Transbay Center Revised Design

Having paid the City $160 million less than they originally bid for the land upon which they are building the 1,050-foot Transbay Tower, Hines and Boston Properties are now balking at having to contribute around $450,000 a year for the maintenance of the adjacent 5-acre City Park they are building atop the Transbay Transit Center.

Apparently the development deal which the City cut with Hines didn’t include a clause for the park’s upkeep, but “somebody is going to have to maintain the park and it’s not going to be the city” according to Transbay Joint Powers Authority spokesman Adam Alberti.

21 thoughts on “Hines And Boston Balk At Having To Pay For Transbay Park Upkeep”
  1. “Apparently the development deal which the City cut with Hines didn’t include a clause for the park’s upkeep . . .”
    Seriously? Who’s drafting these agreements? First-year law students? Arrgghh.

  2. Sounds like that area is going to be a vast wasteland while they decide who’s gonna pay. If the city wants Hines & Boston to pay, then they can charge admission to this park. I don’t think the city is willing to do that….or are they?

  3. Sounds like the deal that Rec & Park has cut with the Parks Alliance. The Alliance gives projects to the city but does not provide an associated source of upkeep funding.

  4. By the time they’re done with this fiasco its going to be a nothing but a Subway Sandwich shop and a Sushi restaurant where the Hamachi glides by on a miniature train… and a Walmart.

  5. It looks like these guys know how to play hardball. Our elected officials don’t. And why would they care? It’s OP’s M.

  6. Is there ANY part of this project that is going as originally planned?
    The glass covered terminal structure? Gone. All of the transit lines linked together? Nope. Now this.

  7. I love how the Transbay Tower casts no shadow on the park. [Vampire / bloodsucking developer quip goes here.]

  8. Should have gone with the Richard Rogers/ Forest City concept: a lean and elegant bus terminal and station. Not some VE’d white-elephant, with a pay-to-play park that no one can see or get to.
    And Hines cut their purchase offer in half eliminating the whole rational for their selection.
    We been played!

  9. What an utter disappointment of a project. I am almost completely over following any development in this city…nauseating levels of greed from both NIMBYs and developers alike, with an inept, “toe the line”, backwards thinking city in the middle of it.

  10. It is hard to believe that the city’s team who assembled this deal together just forgot to put the park maintenance clause into the contract. What is more likely is that the clause was consciously left out to avoid spoiling the Big Deal.
    And they’re naive to think that Hines/Boston will just cough up the dough to be nice guys. Seems like the taxpayer is being played here.
    So if Hines/Boston denies that the park will enhance the value of their property, the city could instead use the rooftop space as an open air bus repair yard.

  11. WTF? It’s a public park. Why should the developers have to pay for upkeep?! Typical SF commies. Pfffttt.
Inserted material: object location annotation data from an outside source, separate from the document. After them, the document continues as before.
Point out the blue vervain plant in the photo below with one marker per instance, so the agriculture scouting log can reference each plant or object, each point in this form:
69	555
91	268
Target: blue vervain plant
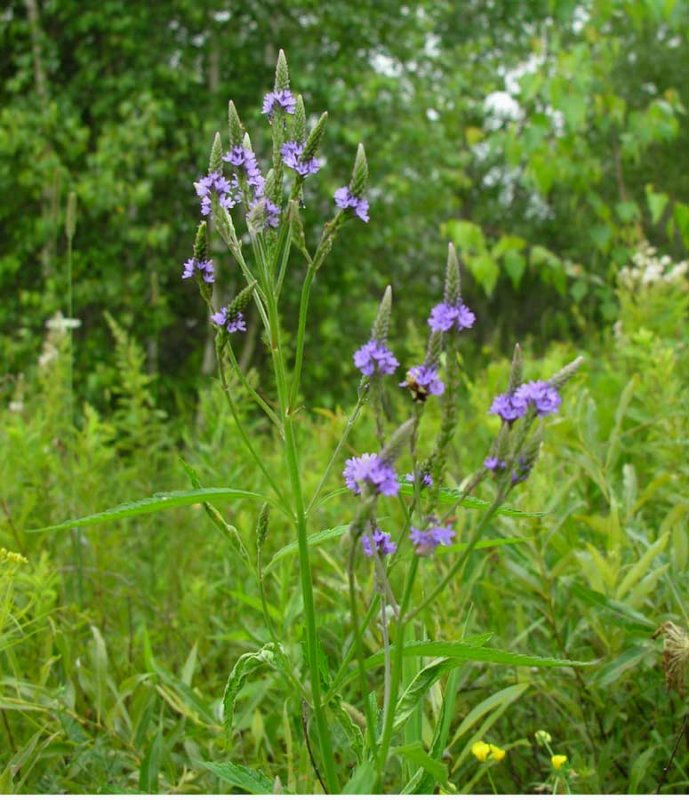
235	194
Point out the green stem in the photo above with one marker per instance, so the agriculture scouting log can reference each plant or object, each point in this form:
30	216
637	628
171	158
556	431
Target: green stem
76	538
337	681
359	650
250	389
460	561
240	428
301	332
398	657
336	453
293	469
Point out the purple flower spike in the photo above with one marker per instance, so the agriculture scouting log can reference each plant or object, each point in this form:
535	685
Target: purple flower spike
374	357
494	464
379	541
444	317
544	397
233	323
236	156
509	406
344	199
369	471
241	156
226	191
291	155
283	99
205	269
426	479
422	381
428	539
521	473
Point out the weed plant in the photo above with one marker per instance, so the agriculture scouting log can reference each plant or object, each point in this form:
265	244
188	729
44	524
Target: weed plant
273	635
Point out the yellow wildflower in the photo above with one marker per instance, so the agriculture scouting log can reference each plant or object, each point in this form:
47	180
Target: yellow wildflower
14	559
480	750
558	761
497	752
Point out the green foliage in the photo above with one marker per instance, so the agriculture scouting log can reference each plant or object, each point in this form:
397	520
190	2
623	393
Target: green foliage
116	641
589	581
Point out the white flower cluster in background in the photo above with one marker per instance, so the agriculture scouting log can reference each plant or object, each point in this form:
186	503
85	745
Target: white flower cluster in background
649	269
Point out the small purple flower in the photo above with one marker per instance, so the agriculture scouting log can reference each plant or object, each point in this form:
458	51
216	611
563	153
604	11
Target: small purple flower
264	213
544	397
444	317
370	471
494	464
237	156
204	185
431	537
291	154
234	322
378	541
345	199
205	269
422	381
374	357
241	156
272	214
521	473
426	479
283	99
509	406
227	191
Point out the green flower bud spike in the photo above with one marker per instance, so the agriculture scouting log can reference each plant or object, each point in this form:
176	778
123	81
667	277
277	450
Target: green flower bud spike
359	180
215	161
516	370
281	72
397	441
434	349
314	140
560	378
71	216
299	120
453	283
235	126
242	300
262	525
381	326
201	242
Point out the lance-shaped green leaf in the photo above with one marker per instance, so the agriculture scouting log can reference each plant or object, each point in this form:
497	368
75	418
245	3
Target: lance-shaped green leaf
457	652
244	778
313	540
451	496
158	502
363	781
468	651
270	655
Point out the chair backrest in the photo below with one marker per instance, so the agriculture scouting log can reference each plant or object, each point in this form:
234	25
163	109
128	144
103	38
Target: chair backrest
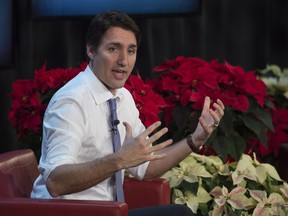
18	171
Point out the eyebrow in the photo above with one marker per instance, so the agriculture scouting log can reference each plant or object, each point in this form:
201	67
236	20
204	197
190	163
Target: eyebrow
119	45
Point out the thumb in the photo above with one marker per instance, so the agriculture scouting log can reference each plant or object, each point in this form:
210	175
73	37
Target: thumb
128	129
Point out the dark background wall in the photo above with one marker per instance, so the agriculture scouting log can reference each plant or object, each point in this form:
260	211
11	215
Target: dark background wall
249	33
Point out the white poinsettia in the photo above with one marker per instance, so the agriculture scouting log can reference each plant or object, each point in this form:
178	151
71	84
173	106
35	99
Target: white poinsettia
188	170
236	198
200	177
190	199
272	205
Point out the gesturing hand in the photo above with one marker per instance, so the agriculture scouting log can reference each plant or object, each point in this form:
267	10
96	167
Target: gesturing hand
208	121
137	150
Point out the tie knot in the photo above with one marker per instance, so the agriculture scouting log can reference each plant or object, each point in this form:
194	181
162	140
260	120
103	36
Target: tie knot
112	104
113	108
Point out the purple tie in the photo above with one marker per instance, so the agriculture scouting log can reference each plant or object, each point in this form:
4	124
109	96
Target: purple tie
116	145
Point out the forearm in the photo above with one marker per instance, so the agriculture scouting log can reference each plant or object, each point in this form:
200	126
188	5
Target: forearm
73	178
174	155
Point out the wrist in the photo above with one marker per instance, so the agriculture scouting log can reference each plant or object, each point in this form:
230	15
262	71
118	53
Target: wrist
191	143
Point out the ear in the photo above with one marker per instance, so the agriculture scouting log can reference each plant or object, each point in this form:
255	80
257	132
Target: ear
89	52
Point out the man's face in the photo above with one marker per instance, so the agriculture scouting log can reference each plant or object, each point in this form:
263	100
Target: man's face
115	58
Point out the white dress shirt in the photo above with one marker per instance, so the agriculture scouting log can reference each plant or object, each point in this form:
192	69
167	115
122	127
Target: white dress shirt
76	129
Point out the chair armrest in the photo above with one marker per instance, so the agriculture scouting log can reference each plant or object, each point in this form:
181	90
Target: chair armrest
57	207
146	193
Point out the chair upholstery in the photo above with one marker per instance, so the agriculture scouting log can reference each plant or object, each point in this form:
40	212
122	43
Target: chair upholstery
282	166
19	169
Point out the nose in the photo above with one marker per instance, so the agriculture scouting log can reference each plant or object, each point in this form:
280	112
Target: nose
123	59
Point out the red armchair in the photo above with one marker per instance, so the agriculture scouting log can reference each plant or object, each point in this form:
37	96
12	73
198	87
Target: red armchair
18	170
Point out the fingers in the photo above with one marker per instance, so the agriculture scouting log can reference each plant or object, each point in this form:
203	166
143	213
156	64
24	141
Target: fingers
218	113
128	129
  12. Let’s just get some sheep to graze there. And if we can add a few rams and train them to charge the bums, even better.

  13. So the developer won’t pay for park upkeep and neither will the city.
    Hmmm. Looks like we will have a shiny new (but not for long) retreat for the homeless who once inhabited the old bus terminal and the denizens fleeing mid-Market to call home. A Bohemian Grove for the down-and-out. Fab. Who is in charge here? Hello. Ed? Anybody?

  14. Wait a second…ALL new developments of this size are required to provide publicly accesible open space on their private property…it’s just part of the rules so we don’t become a fenced off Malibu downtown. Every other property owner pays for the maintenance of this publicly accessible private space on their own property, not the city. I mean really – does the city maintain the escalators and publicly accessible space at 1-5 Embarcadero? No way. This is a big development so the public space is big but that doesn’t change the dynamics of the equation about who pays for the maintenance. I’d think that providing a snazzy elevated public park was part of the reason the City got in bed with this project, so pulling away responsibility for this component seems like bad faith.